Come on, Kobe Bryant. If you’re going to play the colorblind card, then at least try to think through what you’re actually saying.
And if you don’t want to be pigeonholed for your outlook on race in America, then maybe you shouldn’t pigeonhole your NBA colleagues when they express their views.
No professional athlete—black, or otherwise, including you—is under any obligation to speak out or offer his opinion on the issues of the day. But if any athlete—including you—decides to get into the pundit business, then he should make an effort to be well informed about the subject.
This time, though, I’m not sure that you did.
For anyone who missed it, in a New Yorker profile when Bryant was asked about fellow All-star LeBron James and his Miami Heat teammates donning hoodies last year in a photo to show support for Trayvon Martin’s family, Bryant reacted thusly:
“I won’t react to something just because I’m supposed to, because I’m an African American,” he said. “That argument doesn’t make any sense to me. So we want to advance as a society and a culture, but, say, if something happens to an African American we immediately come to his defense? Yet you want to talk about how far we’ve progressed as a society? Well, we’ve progressed as a society, then don’t jump to somebody’s defense just because they’re African American. You sit and you listen to the facts just like you would in any other situation, right? So I won’t assert myself.”

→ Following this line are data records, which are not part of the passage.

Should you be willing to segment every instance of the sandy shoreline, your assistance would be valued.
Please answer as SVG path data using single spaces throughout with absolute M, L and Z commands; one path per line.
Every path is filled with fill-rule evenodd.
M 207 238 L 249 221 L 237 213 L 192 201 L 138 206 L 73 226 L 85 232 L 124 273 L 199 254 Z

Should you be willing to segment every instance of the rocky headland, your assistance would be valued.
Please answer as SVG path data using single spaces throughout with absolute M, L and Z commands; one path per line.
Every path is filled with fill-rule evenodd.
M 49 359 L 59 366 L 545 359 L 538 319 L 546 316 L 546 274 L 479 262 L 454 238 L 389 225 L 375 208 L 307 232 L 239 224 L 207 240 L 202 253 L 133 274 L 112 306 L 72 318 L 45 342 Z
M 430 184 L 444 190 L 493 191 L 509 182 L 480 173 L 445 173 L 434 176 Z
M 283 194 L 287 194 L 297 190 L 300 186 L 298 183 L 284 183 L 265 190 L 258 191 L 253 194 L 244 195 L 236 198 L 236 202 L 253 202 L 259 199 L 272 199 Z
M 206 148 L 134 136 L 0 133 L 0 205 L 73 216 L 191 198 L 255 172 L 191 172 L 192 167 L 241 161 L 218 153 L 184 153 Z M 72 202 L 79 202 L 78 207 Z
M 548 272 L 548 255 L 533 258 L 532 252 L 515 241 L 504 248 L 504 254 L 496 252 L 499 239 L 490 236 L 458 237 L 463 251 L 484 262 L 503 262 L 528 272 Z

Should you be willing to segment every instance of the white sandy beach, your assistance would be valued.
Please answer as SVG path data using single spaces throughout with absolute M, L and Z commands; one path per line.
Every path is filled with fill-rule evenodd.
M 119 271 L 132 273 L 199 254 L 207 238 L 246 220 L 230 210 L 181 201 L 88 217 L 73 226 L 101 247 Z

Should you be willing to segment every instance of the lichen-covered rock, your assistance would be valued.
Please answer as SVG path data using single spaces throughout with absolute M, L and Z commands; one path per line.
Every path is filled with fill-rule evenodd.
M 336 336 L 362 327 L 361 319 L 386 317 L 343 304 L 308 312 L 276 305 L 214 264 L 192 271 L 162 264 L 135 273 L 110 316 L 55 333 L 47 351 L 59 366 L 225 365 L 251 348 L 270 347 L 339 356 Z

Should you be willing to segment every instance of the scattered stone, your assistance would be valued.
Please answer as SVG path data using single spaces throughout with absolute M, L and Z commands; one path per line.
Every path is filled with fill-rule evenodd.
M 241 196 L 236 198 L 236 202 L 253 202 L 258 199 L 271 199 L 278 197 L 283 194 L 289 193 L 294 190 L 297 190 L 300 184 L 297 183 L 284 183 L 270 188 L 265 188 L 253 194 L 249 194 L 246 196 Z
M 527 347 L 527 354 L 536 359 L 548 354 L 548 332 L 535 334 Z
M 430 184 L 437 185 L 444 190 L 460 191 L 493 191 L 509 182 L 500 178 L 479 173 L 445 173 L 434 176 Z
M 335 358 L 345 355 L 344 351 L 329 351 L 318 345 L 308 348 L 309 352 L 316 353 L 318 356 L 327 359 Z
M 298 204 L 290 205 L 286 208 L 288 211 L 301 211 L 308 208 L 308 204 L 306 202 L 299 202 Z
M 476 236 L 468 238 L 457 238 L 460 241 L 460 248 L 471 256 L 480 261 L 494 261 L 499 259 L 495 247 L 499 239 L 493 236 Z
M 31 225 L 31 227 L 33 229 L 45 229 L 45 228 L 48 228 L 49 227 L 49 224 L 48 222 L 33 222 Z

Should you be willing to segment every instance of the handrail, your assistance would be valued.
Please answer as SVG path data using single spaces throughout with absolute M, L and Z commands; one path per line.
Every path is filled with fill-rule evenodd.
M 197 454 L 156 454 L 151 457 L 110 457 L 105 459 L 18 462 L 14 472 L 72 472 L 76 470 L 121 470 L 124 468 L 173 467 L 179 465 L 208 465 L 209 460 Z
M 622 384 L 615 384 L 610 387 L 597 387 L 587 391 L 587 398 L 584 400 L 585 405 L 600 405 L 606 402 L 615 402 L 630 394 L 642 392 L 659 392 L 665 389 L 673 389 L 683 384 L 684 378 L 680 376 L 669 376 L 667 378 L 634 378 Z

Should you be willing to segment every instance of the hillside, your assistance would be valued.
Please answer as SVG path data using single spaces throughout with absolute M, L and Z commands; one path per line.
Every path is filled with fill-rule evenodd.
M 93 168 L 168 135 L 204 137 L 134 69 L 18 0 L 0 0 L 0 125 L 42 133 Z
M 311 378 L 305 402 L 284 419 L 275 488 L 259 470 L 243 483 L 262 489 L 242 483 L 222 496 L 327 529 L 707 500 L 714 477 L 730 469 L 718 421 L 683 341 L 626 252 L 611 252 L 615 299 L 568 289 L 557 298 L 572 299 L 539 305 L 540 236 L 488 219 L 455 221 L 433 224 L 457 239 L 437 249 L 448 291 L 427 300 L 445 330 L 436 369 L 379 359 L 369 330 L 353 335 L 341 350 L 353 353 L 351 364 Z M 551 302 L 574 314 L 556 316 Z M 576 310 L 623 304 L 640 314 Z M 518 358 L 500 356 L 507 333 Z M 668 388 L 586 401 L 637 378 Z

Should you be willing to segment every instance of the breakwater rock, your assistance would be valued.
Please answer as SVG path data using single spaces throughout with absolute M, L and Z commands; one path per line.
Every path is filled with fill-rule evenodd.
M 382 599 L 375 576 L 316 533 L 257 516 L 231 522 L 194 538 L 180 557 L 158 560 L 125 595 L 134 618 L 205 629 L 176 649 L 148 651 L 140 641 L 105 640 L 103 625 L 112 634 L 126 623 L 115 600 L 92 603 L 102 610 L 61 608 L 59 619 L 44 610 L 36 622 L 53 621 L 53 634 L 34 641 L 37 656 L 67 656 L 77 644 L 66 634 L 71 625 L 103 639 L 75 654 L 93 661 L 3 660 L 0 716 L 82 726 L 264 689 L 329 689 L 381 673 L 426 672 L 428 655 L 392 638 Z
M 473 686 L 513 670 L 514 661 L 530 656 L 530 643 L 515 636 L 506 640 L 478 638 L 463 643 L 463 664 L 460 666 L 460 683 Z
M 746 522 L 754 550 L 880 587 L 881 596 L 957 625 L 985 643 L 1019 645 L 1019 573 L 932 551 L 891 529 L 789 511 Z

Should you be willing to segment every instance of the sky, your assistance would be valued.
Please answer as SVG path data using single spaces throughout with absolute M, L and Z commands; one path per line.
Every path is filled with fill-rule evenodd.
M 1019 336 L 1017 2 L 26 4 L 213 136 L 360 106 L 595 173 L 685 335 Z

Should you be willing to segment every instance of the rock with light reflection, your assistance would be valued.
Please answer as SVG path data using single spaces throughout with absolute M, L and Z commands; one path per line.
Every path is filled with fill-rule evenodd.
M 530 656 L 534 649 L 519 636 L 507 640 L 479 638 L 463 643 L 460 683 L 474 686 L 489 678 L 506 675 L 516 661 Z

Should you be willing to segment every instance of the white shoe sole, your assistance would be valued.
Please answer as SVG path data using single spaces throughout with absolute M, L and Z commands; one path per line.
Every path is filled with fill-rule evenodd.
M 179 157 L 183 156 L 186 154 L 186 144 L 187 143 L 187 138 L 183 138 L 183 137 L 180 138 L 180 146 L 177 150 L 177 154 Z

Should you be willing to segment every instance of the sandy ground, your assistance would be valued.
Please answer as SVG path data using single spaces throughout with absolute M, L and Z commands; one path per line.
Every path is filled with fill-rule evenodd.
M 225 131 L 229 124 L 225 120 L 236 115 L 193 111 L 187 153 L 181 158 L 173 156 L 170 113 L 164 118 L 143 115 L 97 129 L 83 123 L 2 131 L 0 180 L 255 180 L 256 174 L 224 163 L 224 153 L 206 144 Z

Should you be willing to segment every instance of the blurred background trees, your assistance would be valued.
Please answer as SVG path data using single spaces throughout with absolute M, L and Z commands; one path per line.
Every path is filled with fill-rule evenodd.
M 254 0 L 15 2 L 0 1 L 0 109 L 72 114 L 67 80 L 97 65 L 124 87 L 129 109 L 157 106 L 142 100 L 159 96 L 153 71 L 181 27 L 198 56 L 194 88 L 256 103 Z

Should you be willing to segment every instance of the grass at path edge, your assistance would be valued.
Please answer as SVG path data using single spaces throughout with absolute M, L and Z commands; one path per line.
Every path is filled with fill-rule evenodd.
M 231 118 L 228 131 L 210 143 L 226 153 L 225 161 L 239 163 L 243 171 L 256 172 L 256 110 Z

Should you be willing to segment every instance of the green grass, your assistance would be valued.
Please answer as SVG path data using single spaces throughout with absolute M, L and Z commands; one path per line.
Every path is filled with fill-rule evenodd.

I’m sure he thought—and probably intended to sound like—he was taking a balanced approach, effectively saying, “Just because I’m black doesn’t mean I come down on the side of any and every cause associated with another African American.”
OK, Kobe. That’s fine.
And, almost as surely, he’s saying that if we’ve made any strides toward a colorblind society, then just like everyone else, black folks have to “listen to the facts.”